The Law Merchant is more important because of Oceanic trade.  

Yet, the courts have consistently privileged, for example, political speech over nonpolitical artistic expression.

Because saying Vance fucks sofas and ottomans (both are Islamic) is 'political speech'. Sadly shoving a sofa up Sommers' bum is considered 'nonpolitical artistic expression' of a meretricious type.  

To be fair, Sommers may be thinking of SCOTUS's decision in Hurley (1995). But that was protecting private speech even if it was not something 'narrow' or 'set' or, indeed, political. It was enough that there was a message and that the Council (which wanted to exclude a Gay contingent) had the right to present it in its own way. 

Why? Because beyond the intrinsic value of these liberties to those engaged in politics,

including  the liberty of making up your own facts or suggesting Vance fucks his sofa. 

political rights play an essential instrumental role.

No. Political rights can be suspended, abrogated or denied remedies. They are not essential. What is essential is that the State survives insurrection, invasion, or financial collapse.  

Democracy is the last line of defense of the rest of our liberties.
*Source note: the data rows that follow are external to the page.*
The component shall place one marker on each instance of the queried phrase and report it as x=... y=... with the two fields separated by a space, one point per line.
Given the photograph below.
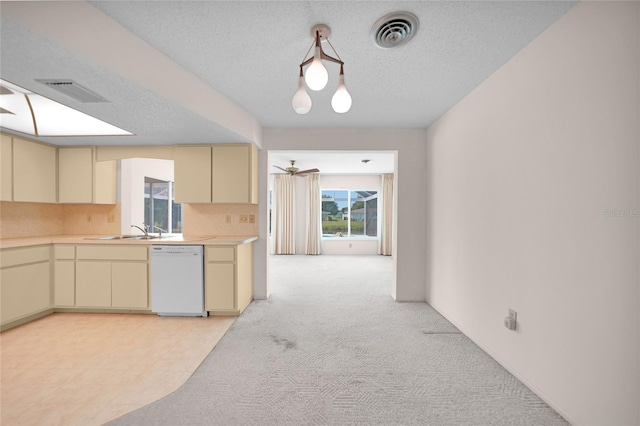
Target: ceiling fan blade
x=309 y=171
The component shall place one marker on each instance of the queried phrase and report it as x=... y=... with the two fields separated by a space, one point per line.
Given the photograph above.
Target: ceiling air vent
x=73 y=90
x=394 y=29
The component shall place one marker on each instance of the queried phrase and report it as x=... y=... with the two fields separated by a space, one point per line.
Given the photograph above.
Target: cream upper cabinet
x=216 y=174
x=34 y=172
x=234 y=174
x=192 y=174
x=6 y=168
x=75 y=175
x=81 y=179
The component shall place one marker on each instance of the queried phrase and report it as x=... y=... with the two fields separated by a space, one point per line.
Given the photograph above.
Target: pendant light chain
x=334 y=50
x=316 y=76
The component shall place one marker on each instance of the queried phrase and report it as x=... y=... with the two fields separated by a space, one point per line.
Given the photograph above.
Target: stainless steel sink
x=125 y=237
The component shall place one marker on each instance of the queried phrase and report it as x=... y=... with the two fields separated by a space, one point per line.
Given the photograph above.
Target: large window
x=160 y=210
x=349 y=213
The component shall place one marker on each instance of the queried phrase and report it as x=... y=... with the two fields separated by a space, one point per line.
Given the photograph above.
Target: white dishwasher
x=177 y=280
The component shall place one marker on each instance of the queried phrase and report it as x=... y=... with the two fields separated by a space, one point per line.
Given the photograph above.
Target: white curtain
x=386 y=228
x=314 y=216
x=283 y=211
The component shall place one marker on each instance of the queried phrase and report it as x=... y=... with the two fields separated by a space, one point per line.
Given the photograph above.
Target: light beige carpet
x=331 y=347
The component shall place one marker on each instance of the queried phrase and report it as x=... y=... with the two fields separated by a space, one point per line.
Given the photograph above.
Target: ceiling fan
x=294 y=171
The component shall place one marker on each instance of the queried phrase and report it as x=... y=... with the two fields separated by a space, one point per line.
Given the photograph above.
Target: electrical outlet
x=511 y=320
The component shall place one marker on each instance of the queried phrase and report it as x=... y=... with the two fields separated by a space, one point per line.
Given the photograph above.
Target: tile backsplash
x=40 y=219
x=19 y=220
x=220 y=219
x=30 y=219
x=83 y=219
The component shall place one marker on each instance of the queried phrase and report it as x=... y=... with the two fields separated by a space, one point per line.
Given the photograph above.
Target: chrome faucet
x=160 y=230
x=145 y=229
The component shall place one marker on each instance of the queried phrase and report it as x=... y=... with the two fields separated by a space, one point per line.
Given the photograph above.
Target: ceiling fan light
x=317 y=75
x=341 y=100
x=301 y=100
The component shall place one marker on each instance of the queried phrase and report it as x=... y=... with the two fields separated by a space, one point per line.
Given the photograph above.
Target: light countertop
x=207 y=240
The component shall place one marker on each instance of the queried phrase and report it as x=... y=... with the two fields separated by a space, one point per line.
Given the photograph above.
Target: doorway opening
x=351 y=207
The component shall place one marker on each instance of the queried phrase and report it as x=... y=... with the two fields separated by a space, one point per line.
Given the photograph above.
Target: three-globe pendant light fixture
x=316 y=76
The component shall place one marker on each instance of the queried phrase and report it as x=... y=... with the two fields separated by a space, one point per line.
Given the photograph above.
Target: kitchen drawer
x=23 y=255
x=64 y=252
x=220 y=254
x=95 y=252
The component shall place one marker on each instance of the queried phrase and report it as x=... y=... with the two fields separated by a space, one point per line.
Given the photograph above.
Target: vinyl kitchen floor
x=87 y=369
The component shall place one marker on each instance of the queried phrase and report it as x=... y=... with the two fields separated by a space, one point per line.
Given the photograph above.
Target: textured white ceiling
x=163 y=64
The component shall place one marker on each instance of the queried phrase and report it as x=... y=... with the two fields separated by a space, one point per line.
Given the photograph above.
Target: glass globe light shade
x=301 y=101
x=341 y=100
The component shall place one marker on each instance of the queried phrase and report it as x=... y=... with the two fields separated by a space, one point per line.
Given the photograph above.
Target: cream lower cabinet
x=112 y=276
x=64 y=275
x=25 y=282
x=228 y=279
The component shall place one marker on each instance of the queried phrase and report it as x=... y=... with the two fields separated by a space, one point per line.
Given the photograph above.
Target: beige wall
x=524 y=174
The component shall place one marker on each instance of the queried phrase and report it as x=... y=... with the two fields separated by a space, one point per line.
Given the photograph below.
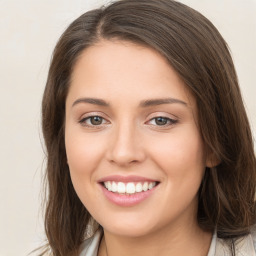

Nope. That's the Army and the guys who are supposed to guarding the borders. A Democracy may provide or take away Liberties. An 'enlightened despot' or a commercial enterprise may provide plenty of Liberty. If you don't like how the place is run, you can move. The fact is, 'Exit' is what causes competing jurisdictions to converge in some matters though, as 'Tiebout models', they may maintain different fiscal mixes to appeal to different sorts of potential residents. 

In other words, vote to keep liberalism. Please.

Vote for high spending Kamala who is nice and sweet or vote for Trump who might actually do something useful. The good news is Sanders type lunacy seems to be dying out. Either way, the remainder of this decade is likely to be even more horrible than what went before.